この本に登場する宿は民宿、ゲストハウス、ペンション、ユースホステル風と形態は異なるが、共通していることは「男女別相部屋の設定(ドミトリー)」「比較的安価」「お客さん(旅人と呼ばれる)同士の交流がしやすい」「定員が少ない」などが挙げられる。「カニ族」時代から続く、北海道旅行の伝統を引継いでいるといってよいであろう。
大変参考になるのは、宿主たちによる観光ガイドである。主観も入っているので意見は分かれるかもしれないが、市販のガイドブックではフォローできない所も紹介されている。また、宿主たちのエッセー・コラムもそれぞれの人生観が見れて面白い。観光ガイドの部分だけでも役立つ。

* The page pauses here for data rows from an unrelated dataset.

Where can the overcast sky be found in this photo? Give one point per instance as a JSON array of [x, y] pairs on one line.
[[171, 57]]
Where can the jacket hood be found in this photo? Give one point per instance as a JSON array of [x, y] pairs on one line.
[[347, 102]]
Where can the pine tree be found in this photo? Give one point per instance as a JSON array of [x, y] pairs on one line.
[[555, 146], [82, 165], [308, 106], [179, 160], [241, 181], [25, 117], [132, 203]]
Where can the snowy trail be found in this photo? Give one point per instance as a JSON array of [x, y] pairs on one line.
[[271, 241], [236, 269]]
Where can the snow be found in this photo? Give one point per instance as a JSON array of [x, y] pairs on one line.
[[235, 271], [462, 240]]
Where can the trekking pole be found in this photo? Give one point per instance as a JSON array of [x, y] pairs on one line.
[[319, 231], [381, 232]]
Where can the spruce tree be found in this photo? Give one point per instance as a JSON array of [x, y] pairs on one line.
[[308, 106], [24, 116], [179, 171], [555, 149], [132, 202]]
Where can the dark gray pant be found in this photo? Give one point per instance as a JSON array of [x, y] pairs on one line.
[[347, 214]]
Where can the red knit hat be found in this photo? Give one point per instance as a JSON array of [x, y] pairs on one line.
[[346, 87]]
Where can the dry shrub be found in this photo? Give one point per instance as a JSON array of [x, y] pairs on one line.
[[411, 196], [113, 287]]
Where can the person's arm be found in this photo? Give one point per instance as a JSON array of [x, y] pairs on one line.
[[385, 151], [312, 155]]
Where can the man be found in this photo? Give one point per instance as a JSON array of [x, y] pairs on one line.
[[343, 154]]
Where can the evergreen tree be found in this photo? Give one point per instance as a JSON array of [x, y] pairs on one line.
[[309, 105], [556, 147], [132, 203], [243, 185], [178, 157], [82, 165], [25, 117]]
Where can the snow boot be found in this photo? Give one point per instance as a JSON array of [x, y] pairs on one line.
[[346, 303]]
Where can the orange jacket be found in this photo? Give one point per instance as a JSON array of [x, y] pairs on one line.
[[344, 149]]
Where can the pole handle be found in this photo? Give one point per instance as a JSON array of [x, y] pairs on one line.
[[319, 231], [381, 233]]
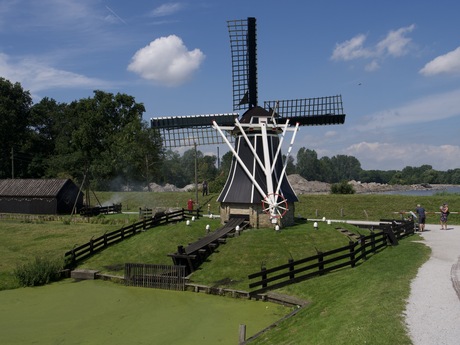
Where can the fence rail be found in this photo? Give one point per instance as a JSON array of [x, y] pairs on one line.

エッセーを読んでいると旅人気質の変化が書かれている。たとえば、最近の旅人は優柔不断で、決断することができないことや、内向きで冒険できないことなどが紹介されている。旅に出ても現実から離れることが出来ないのであろう。
また、若い頃、ユースホステルを渡り歩いた「カニ族」たちで宿は賑わっているという。確かに道内のユースホステルでもシニア層が中心であり、いい齢をした大人が安宿に泊まるという現象が起きている。
「なまら蝦夷」に紹介されている宿、観光ガイドに出ている場所の多くは、時間をかけた個人旅行でしか体験できないようなものが多い。まさに「スロー・ツーリズム」の範疇であるが、旅の楽しみの原点がここにはあるような気がする。